Hi,
I've a problem on a 2-nodes ESX 4.0 cluster, HA enabled.
Esx Patches are up to date.
My hosts disconnect from vCenter periodically (3 times last month). They're marked as "not responding" , then "disconnected" if i try to manually reconnect them. I have to reboot host.
Service console pings, but SSH or console logins fails : i can type my login at the prompt, but there's no password prompt after. Using Vsphere Client directly on a host results as a timeout. Accessing Management Homepage from HP also.
Some VM are still pinging, etc., but some VMs don't. All VMs are showing as "disconnected" on vCenter. They don't reboot on Host1.
I use HP BL 460c G6 for all nodes, on a c7000 Chassis. Smart Array p410i Controller.
Vcenter events :
24/10/2009 04:59:32 : HA agent on Host2.test.com in cluster TEST has an error : HA agent on the host failed
24/10/2009 04:59:39 : Host Host2.test.com in TEST is not responding
All VM's hosted by server2 are marked are disconnected.

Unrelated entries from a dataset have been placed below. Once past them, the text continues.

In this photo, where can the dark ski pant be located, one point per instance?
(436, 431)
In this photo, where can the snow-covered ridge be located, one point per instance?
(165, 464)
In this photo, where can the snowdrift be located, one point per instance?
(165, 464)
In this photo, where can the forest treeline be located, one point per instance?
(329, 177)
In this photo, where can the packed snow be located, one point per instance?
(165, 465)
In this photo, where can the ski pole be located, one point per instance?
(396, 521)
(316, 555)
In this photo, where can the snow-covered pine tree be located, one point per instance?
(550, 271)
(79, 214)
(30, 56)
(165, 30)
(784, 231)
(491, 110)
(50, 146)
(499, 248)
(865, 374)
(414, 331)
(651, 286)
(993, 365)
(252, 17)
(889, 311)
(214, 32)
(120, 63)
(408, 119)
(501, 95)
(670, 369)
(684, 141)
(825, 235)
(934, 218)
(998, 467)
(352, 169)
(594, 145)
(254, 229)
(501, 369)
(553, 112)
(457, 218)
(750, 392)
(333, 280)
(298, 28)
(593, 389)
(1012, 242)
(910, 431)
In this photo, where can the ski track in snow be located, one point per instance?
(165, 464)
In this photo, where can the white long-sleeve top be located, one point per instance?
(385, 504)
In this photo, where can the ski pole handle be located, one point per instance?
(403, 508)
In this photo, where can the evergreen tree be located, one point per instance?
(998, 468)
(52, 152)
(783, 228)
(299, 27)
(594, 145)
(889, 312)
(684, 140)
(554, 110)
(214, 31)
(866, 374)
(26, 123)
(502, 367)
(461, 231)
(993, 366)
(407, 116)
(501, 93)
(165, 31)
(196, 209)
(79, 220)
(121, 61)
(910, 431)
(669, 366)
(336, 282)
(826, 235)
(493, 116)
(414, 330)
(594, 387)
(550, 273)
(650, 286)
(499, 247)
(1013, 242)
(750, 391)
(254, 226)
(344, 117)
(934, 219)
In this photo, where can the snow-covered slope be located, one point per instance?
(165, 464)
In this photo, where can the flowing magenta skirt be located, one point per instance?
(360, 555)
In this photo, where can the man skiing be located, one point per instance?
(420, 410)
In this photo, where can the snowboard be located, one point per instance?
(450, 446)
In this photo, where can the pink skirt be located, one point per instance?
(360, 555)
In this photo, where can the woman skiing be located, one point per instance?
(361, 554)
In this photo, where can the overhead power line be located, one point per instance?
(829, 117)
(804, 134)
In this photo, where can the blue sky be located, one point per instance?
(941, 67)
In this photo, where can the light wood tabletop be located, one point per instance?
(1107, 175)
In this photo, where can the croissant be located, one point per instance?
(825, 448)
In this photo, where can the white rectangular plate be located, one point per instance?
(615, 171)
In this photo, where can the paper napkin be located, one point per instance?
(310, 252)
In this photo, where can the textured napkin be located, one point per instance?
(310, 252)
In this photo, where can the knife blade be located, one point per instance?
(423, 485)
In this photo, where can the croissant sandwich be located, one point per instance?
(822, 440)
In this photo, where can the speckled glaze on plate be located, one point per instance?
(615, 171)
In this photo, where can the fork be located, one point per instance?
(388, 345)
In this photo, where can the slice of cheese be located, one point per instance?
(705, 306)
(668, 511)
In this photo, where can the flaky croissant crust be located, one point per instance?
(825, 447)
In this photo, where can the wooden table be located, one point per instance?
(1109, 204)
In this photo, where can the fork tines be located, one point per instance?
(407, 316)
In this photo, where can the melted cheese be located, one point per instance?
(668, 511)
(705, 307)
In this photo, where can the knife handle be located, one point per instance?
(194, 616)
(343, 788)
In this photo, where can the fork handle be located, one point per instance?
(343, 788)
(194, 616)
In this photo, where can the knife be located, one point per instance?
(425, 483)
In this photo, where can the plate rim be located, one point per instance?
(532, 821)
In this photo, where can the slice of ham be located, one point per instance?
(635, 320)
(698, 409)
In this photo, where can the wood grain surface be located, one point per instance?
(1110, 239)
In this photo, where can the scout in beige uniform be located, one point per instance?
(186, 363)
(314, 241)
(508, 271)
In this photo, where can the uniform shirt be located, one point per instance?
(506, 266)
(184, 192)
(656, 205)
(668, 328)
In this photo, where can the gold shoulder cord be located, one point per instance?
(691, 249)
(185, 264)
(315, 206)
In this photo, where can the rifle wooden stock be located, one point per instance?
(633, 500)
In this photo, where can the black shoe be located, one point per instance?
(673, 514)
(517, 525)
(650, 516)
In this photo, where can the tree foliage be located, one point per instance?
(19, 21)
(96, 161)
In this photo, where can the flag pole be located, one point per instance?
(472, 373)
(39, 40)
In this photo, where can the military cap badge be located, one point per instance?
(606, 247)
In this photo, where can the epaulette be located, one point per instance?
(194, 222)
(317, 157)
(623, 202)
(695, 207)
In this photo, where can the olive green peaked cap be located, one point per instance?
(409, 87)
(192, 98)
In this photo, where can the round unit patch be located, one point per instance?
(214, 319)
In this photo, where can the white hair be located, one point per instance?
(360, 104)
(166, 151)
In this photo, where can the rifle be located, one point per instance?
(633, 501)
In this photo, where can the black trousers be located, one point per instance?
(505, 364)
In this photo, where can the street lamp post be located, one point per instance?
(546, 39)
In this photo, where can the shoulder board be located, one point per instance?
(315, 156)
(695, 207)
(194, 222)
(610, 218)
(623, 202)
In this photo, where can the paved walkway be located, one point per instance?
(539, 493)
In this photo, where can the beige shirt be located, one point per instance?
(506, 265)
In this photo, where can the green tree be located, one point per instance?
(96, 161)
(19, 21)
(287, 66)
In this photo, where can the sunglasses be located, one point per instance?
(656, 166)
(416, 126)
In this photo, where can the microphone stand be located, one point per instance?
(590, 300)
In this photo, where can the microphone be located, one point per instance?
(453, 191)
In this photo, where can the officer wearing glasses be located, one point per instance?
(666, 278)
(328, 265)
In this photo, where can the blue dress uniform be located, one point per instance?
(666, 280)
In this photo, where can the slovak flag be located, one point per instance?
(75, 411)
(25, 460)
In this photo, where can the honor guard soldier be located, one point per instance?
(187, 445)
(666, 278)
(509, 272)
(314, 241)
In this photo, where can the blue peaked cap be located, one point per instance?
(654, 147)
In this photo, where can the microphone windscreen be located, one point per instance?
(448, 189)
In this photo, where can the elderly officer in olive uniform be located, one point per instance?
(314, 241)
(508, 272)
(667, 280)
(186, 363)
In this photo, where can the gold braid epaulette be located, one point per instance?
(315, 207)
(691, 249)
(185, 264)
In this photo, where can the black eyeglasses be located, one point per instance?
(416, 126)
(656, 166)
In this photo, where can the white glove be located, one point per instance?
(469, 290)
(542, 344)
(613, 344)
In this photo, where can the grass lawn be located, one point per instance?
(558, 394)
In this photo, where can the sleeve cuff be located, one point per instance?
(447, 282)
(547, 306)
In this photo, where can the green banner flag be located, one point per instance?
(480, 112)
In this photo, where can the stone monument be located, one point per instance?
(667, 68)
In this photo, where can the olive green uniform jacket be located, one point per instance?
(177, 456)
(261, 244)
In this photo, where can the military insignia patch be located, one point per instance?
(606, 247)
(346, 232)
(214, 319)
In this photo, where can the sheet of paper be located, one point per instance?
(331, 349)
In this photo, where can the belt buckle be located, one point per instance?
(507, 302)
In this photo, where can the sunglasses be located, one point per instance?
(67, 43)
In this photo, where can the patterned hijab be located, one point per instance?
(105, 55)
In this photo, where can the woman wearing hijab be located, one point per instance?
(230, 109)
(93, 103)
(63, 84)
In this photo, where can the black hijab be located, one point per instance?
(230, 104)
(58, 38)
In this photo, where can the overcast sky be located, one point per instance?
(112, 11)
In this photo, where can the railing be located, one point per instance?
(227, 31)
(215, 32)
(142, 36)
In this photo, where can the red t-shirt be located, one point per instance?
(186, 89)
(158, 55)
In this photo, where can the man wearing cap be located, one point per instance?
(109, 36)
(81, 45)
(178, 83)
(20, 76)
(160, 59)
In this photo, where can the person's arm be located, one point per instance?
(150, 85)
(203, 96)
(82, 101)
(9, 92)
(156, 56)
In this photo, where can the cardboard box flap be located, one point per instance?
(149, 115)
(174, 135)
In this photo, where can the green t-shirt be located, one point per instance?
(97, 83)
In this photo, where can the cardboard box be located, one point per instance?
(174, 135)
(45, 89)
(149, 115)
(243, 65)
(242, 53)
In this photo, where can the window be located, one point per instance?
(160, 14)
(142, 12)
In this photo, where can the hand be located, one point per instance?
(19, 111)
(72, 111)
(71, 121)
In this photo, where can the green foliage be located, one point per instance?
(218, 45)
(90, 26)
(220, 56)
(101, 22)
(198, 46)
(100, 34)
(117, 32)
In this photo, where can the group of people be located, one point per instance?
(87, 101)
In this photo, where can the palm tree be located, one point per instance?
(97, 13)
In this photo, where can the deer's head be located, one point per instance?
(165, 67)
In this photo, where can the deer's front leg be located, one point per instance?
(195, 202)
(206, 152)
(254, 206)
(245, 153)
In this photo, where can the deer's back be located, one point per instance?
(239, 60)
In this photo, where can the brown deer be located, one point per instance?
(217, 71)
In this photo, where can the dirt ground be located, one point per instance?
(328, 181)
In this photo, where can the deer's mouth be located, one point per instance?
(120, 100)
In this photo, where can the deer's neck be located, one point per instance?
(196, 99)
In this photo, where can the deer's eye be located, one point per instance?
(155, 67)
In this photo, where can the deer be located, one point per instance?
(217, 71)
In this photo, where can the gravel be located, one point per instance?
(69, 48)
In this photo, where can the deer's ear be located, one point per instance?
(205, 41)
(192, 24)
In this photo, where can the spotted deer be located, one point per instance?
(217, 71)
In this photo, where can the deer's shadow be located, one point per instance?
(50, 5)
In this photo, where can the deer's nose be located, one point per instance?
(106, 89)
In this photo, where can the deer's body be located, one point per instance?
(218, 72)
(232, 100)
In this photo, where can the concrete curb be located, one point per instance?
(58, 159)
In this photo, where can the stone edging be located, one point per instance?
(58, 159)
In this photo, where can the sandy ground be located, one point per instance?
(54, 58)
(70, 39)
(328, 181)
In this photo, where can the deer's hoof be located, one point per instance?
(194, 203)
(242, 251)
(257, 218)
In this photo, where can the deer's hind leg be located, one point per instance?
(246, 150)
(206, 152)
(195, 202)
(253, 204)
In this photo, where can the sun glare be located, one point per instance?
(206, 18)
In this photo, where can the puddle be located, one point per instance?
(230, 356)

Then 14 hours late, other host goes down (edit : but these to consecutive events don't seem to be linked, i'm maybe just unlucky !) :
24/10/2009 19:06:51 : Host Host1.test.com in TEST is not responding
24/10/2009 19:06:51 : Unable to contact a primary HA agent in cluster TEST
The only VM hosted by Host1 was still pinging, but when i tried to remote control it, VM goes down.
*Update : possible answer*
After a call with HP support, and VMWare support, it seems that a controller issue is the cause of the crash of the service console.
There's a firmware update (v2.50) concerning Smart Array P212, P410, P410i, P411, and P712m ---> here
Fix for a potential controller hang condition (lockup error code 0XBC) seen during heavy I/O.
Fix for a server operating system hang condition encountered during IO stress tests, such as SQLIO.
Fix for a potential controller hang condition (lockup error code
0XAB) seen when controller is configured in Zero Memory Mode (no cache
module installed)Fix for a potential controller hang condition that may be seen when a 2nd SATA drive fails in a RAID 6 configuration.
Thanks for your help.
Message was edited by: ROM13